CfA Executive Director Daniel E. Stevens stated, “While Engine was marketing itself as a counterweight to corporate lobbying heavyweights like Google, it was taking donations from Google and parroting Google’s positions on a wide range of policy issues. It appears that Google is working closely with Engine to stealthily advance its corporate agenda under the false guise of promoting the interests of startups.”
Founded in 2011, Engine says its mission is to help policymakers understand the needs of startups and help startups have their voice heard in Washington. Documents from 2011, however, reveal Google’s public policy manager, Derek Slater, played an instrumental role in creating the group. In November 2011, Silicon Valley writer Paul Spinrad wrote in an email that Slater was “starting to pursue the big and exciting prospect of a new political advocacy org, Engine Advocacy.” Around that time, Slater was promoting Engine from his Google+ account.
As for Engine’s public faces, two of its three founders, Joshua To and Josh Mendelsohn, previously spent several years working at Google. At about the same time they founded Engine, Mendelsohn and To also created a tech incubator called Hattery. Engine initially shared office space with Hattery, and Google later acquired part of the incubator and most of its employees. To later returned to work at Google.
Between 2013 and 2015, the only years for which data is available, Engine Advocacy, the 501c4 arm of Engine, and its 501c3 nonprofit counterpart, the Engine Research Foundation, received a combined $4.4 million in contributions. Neither group discloses its donors, but Google disclosed an unknown amount of support for Engine on its transparency page. Several members of Engine’s board of directors and its advisory board also have financial relationships with Google.
Since its founding, Engine has consistently lobbied for policy issues important to Google, while claiming to represent the policy interests of small tech startups. For instance, Engine was a key Google ally in recent efforts to fight legislation aimed at reforming Section 230 of the Communications Decency Act to hold websites accountable for knowingly facilitating the sex trafficking of underage victims. Engine has also supported Google on patent reform, an issue of major financial importance to the company. Engine also funded research studies in Europe that closely aligned with Google’s lobbying priorities.

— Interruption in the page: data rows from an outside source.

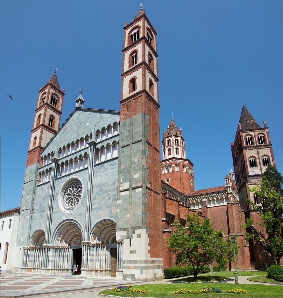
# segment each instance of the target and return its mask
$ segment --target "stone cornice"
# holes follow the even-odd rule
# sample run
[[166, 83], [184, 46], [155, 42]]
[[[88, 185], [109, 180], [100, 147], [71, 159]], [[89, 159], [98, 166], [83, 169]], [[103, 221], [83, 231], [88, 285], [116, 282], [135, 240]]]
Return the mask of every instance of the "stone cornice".
[[126, 70], [125, 72], [121, 74], [121, 76], [122, 77], [126, 76], [129, 74], [130, 74], [131, 72], [133, 72], [136, 71], [136, 70], [137, 70], [136, 69], [136, 68], [140, 69], [140, 67], [143, 65], [145, 66], [146, 69], [150, 72], [152, 75], [152, 76], [154, 77], [154, 78], [155, 79], [156, 81], [157, 82], [158, 82], [159, 81], [159, 79], [158, 78], [157, 76], [155, 74], [153, 71], [150, 68], [148, 64], [147, 64], [147, 63], [145, 61], [142, 61], [138, 64], [136, 64], [135, 65], [134, 67], [132, 66], [131, 68], [129, 68], [128, 70]]
[[38, 108], [35, 109], [35, 112], [37, 113], [38, 111], [41, 110], [43, 107], [44, 108], [45, 106], [48, 107], [49, 108], [52, 110], [54, 113], [56, 113], [57, 115], [60, 116], [62, 114], [62, 112], [59, 110], [56, 109], [54, 105], [52, 105], [49, 103], [46, 102], [43, 104], [40, 105]]
[[156, 57], [157, 58], [158, 57], [158, 55], [157, 53], [156, 52], [156, 51], [152, 47], [152, 46], [149, 43], [147, 39], [146, 38], [145, 36], [142, 36], [140, 37], [136, 41], [134, 41], [131, 44], [129, 44], [128, 46], [127, 46], [125, 48], [124, 48], [124, 49], [122, 50], [122, 52], [124, 53], [124, 52], [127, 52], [128, 49], [131, 49], [131, 48], [132, 48], [133, 47], [135, 46], [136, 46], [139, 44], [139, 43], [142, 40], [144, 40], [145, 41], [146, 43], [148, 46], [149, 47], [150, 49], [153, 52], [153, 54], [155, 55]]
[[122, 100], [120, 100], [120, 103], [123, 103], [127, 101], [128, 100], [129, 100], [130, 99], [132, 99], [133, 98], [134, 98], [135, 97], [137, 97], [139, 95], [142, 94], [143, 93], [145, 93], [145, 95], [149, 97], [151, 101], [158, 108], [159, 108], [160, 107], [160, 106], [159, 105], [159, 104], [155, 100], [152, 95], [148, 91], [146, 90], [145, 89], [142, 89], [142, 90], [137, 92], [136, 93], [135, 93], [134, 94], [133, 94], [132, 95], [131, 95], [130, 96], [126, 97], [125, 98], [124, 98]]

Stevens continued, “Public officials need to be aware that this ‘startup’ advocacy group, Engine, is really in bed with Silicon Valley’s foremost D.C.-influence machine, whose interests are often in conflict with those of disruptive entrepreneurs. Founders deserve to have their voices heard – not drowned out by established corporate behemoths.”
Campaign for Accountability is a nonpartisan, nonprofit watchdog organization that uses research, litigation, and aggressive communications to expose misconduct and malfeasance in public life and hold those who act at the expense of the public good accountable for their actions.